The carnage continued when Lex Luger, who was now a fan-friendly babyface and personal buddy of Sting, came running down to help. I personally laid his ass out with a nasty clothesline. Finally as Nikita and a bunch of other guys arrived to chase us off, we scattered out and tromped back to the dressing room, where Hawk summed it all up at the end of a scathing interview for commentator Tony Schiavone.

“We did what we’re best at, and that’s bustin’ face. If it’s Sting, if it’s anybody. He was in there trying to make us look bad, and we don’t need any of that. We’re tired of carrying people. We’re tired of making everybody else look good at our cost. Well, now it’s just us, the way it used to be. Forget about the rest, ’cause we don’t need ’em and we never did.”

After announcing to the world that the Road Warriors were back in business for ourselves the way we preferred, we were sent on a collision course with the World champs, the Midnight Express. On October 29, 1988, in New Orleans at the Municipal Auditorium, Hawk and I destroyed Stan and Bobby in less than five minutes for the NWA World Tag Team Championships. Even though we were coming in with heel personas and we brutalized Bobby outside of the ring, busting him wide open, the fans were still cheering for us. I’m telling you, man, the only way we could’ve successfully gotten over as heels would’ve been if we went to the WWF and jumped Hulk Hogan. And even then, I’m not too sure.

Over the course of the next month, we brutalized both the Midnight Express and the team of Sting and Luger. By November 21, however, I found out that Jimmy Crockett was the one who had suffered the greatest beating of all. Bankruptcy.

In a panic, Crockett called upon the mighty Ted Turner, owner of WTBS and CNN, to bail him out. In an unprecedented move, Turner bought the flagging Jim Crockett Promotions and all of its assets, laying to rest the fifty-seven-year-old tradition of Mid-Atlantic Championship Wrestling. In an effort to rebrand the product, Turner renamed his new organization after its flagship show,
World Championship Wrestling
, and hence WCW was born.

To his credit, though, for the most part, Turner came on board to maintain the NWA product as it already was, and nobody lost their jobs.
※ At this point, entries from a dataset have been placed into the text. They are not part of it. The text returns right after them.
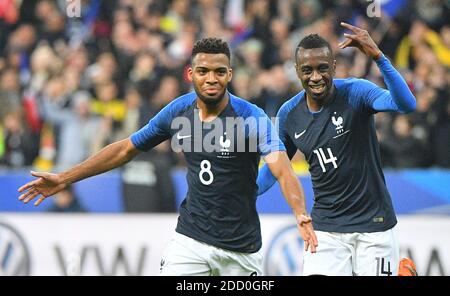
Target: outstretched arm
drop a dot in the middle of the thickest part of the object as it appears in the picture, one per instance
(399, 97)
(280, 166)
(47, 184)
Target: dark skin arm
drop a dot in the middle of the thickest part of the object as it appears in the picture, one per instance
(360, 39)
(47, 184)
(280, 166)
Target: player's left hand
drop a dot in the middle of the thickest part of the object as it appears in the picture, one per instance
(361, 40)
(304, 224)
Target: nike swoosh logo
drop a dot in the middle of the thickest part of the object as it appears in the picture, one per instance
(299, 135)
(179, 137)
Aside from some basic aesthetic changes, like ring and logo redesigns, the company seamlessly kept doing business as usual.

WCW was now the consolidated effort of Ted Turner himself, who always enjoyed the high ratings
World Championship Wrestling
brought to TBS for such a low production cost. Turner also had it out for Vince McMahon ever since the Black Saturday fiasco when the Briscos had sold out their majority share of GCW stock to him back in ’84.

However, with the purchase of Crockett Promotions, Turner himself handed down some regulations to make the show more family friendly. When the new WCW rule book came down the pike into the hands of Dusty, I think he got frustrated with the corporate interference. In response, Rhodes decided to make a statement the best way he personally knew how, and for our old friend and trusted booker, it proved to be a fatal move.